Earlier this year, Google came under the spotlight when James Damore filed a lawsuit alleging that Google discriminated against white men and political conservatives. Now, another Google engineer Tim Chevalier has sued the company for firing him for pushing back against racism and sexism in the company’s internal employee forums.
Tim Chevalier, who was a site reliability engineer, filed a lawsuit filed in San Francisco Superior Court, according to Gizmodo. He says he terminated for in November 2017 for defending women, people of color and LGBTQ employees from attacks on Google’s message boards. Chevalier alleges Google fired him instead of addressing the harassment and discrimination he was protesting.
In his statement to The Verge, Chevalier said, “It is a cruel irony that Google attempted to justify firing me by claiming that my social networking posts showed bias against my harassers.” However, Google was quick to come up with a response, and here’s what the official statement says:
An important part of our culture is lively debate. But like any workplace, that doesn’t mean anything goes. All employees acknowledge our code of conduct and other workplace policies, under which promoting harmful stereotypes based on race or gender is prohibited.

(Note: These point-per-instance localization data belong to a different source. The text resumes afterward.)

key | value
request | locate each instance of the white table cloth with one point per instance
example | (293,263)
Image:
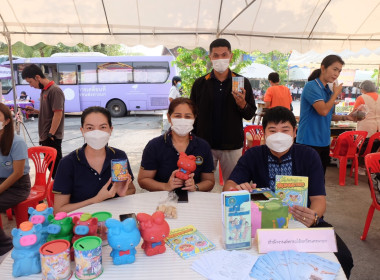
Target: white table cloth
(203,211)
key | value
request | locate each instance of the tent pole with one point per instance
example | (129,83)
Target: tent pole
(15,107)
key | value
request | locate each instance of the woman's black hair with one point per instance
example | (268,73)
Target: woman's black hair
(326,62)
(176,79)
(179,101)
(278,115)
(96,109)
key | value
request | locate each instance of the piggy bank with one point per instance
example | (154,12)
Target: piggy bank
(60,227)
(123,237)
(26,255)
(154,229)
(83,226)
(186,165)
(40,216)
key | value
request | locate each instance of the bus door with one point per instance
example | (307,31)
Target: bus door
(68,81)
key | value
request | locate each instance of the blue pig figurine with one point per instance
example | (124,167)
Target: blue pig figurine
(40,216)
(123,237)
(26,255)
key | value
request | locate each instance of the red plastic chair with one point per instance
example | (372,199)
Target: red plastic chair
(347,146)
(38,191)
(257,133)
(49,194)
(372,164)
(370,143)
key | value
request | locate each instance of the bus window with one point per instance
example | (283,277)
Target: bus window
(150,72)
(87,73)
(67,74)
(114,73)
(21,81)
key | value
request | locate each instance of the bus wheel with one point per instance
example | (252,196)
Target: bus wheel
(117,108)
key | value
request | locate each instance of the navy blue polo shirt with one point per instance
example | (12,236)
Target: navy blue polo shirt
(77,178)
(160,155)
(314,129)
(257,166)
(221,91)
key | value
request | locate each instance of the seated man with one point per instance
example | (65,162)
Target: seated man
(280,156)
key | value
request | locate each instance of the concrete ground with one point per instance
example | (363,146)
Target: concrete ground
(347,206)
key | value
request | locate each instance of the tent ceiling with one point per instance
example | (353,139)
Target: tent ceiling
(248,24)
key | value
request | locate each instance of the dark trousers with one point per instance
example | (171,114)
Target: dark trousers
(56,144)
(15,194)
(343,255)
(324,154)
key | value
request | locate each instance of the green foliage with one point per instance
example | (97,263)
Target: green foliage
(195,63)
(276,60)
(42,50)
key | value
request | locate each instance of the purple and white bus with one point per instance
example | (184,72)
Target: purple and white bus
(119,83)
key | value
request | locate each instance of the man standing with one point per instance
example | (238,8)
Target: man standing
(221,110)
(51,113)
(276,94)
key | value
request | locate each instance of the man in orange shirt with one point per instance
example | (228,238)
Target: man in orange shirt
(277,95)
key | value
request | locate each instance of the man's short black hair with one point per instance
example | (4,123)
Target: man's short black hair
(220,43)
(274,77)
(30,71)
(278,115)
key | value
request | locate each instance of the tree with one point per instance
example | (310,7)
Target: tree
(276,60)
(195,63)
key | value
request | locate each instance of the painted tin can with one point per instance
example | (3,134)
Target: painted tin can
(75,214)
(119,170)
(55,260)
(102,229)
(88,257)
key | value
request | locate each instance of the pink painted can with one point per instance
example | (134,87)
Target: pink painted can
(55,260)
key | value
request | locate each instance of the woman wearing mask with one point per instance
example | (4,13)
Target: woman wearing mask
(84,176)
(14,170)
(160,156)
(174,90)
(317,106)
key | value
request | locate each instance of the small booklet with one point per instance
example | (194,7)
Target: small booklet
(294,265)
(292,190)
(236,217)
(188,241)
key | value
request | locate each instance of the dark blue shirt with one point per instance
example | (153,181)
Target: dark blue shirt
(221,90)
(77,178)
(160,155)
(253,166)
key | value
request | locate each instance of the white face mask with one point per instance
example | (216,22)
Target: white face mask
(279,142)
(182,126)
(96,139)
(220,65)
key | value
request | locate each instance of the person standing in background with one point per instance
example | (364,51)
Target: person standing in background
(317,106)
(51,113)
(276,94)
(175,89)
(221,110)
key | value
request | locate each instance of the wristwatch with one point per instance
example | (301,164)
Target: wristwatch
(51,135)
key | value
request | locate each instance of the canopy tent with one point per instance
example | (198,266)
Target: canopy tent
(250,25)
(298,74)
(256,71)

The lawsuit was filed in San Francisco County Superior Court, and Chevalier is seeking damages for lost wages, emotional distress, punitive damages, and injunctive relief against those alleged harmful acts. David Lowe, one of Chevalier’s attorneys said, “Company social networking forums can be incredibly useful, but employers have an obligation to prevent them from becoming a cesspool of bullying and harassment.”

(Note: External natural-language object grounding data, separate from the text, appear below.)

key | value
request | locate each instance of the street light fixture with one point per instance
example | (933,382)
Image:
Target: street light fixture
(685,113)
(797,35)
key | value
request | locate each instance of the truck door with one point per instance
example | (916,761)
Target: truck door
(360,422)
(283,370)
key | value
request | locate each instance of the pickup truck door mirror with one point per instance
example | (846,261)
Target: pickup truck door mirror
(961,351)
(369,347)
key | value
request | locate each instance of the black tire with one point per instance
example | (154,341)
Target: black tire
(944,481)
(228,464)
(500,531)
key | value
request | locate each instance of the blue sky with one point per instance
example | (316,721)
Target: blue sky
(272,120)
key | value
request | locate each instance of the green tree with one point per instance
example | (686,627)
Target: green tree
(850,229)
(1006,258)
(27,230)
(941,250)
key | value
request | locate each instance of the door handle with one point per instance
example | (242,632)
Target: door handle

Google spokesperson Gina Scigliano told Verge said Google was only enforcing its company policy against stereotypes and letting them seep into everyday conversation with other employees. “This is a very standard expectation that most employers have of their employees. The overwhelming majority of our employees communicate in a way that is consistent with our policies. But when an employee does not, it is something we must take seriously. We always make our decision without any regard to the employee’s political views,” Scigliano said.